5 de novembro de 2016

Adams: Scheherazade.2 (Nonesuch, 2016)



Em 1888, na introdução de “Scheherazade”, Rimsky-Korsakov escrevia assim: “Convencido da falsidade e falta de fidelidade da mulher, o sultão Shariar fez a solene promessa de que mandaria executar cada uma das suas futuras esposas após a respetiva noite de núpcias. Mas Sherazade conseguiu salvar-se contando-lhe histórias durante mil e uma noites. Movido pela curiosidade, o sultão foi diferindo a ordem de cumprimento da sentença até que, por fim, abandonou em definitivo a sangrenta jura.” Daqui, como se sabe, deixou-se o russo guiar pelo mundo de Aladino, Simbad, Ali Babá, et al., do qual regressaria com uma das grandes suítes sinfónicas do seu tempo em mãos.

Já o norte-americano John Adams, que em fevereiro fará 70 anos, vive na era do politicamente correto e, antes que desse por si invadido pela ambiguidade, ao deixar-se inspirar pelas mesmíssimas “Mil e Uma Noites” não passou do preâmbulo. Como o próprio explica: “Pôr-me a pensar no que seria uma Sherazade dos dias de hoje trouxe-me à memória exemplos famosos de mulheres com as vidas em risco, como a ‘rapariga do sutiã azul’, na praça Tahrir, espancada, humilhada, arrastada pelas ruas.” Foi então que decidiu compor uma “sinfonia dramática”, para recorrer à designação de Berlioz, na qual “o papel principal é interpretado pelo violino”. Nem sempre atraente ou estruturalmente bem resolvida, a peça não deixa de ser a sua melhor na última década.
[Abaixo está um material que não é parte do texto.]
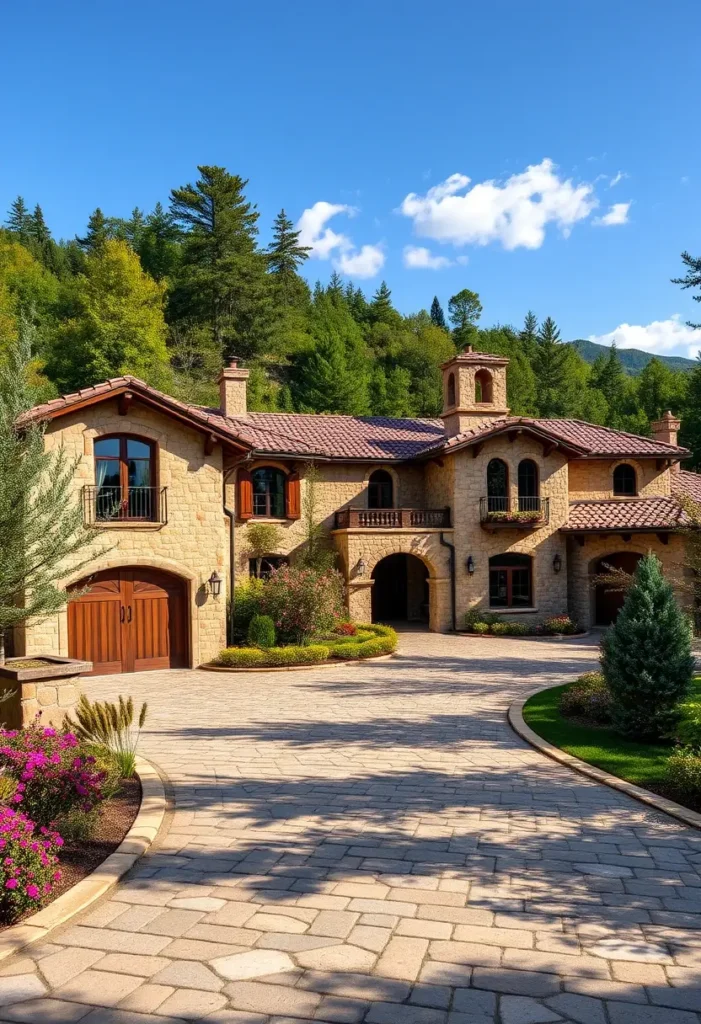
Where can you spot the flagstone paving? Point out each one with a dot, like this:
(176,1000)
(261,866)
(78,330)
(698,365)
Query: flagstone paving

Há momentos em que tudo é impasse, indefinição, intriga, e nem por isso se dispersa a atenção. Noutros, a massa orquestral é insidiosa, insistente, inclemente e dela tenta soltar-se Leila Josefowicz, a heroína, ora desafiante, ora dominada, nunca menos que determinada. Sente-se a sombra do Bartók do “Concerto para Violino Nº2” aqui, a do Sibelius do Op. 47, acolá. No final do terceiro andamento dão-se uns tutti que são como uma condenação à morte. O violino reage com uma frase curta, arrastada, ferida, os sinais de vida reduzidos a raiva, rancor e repulsa pelo mundo dos homens.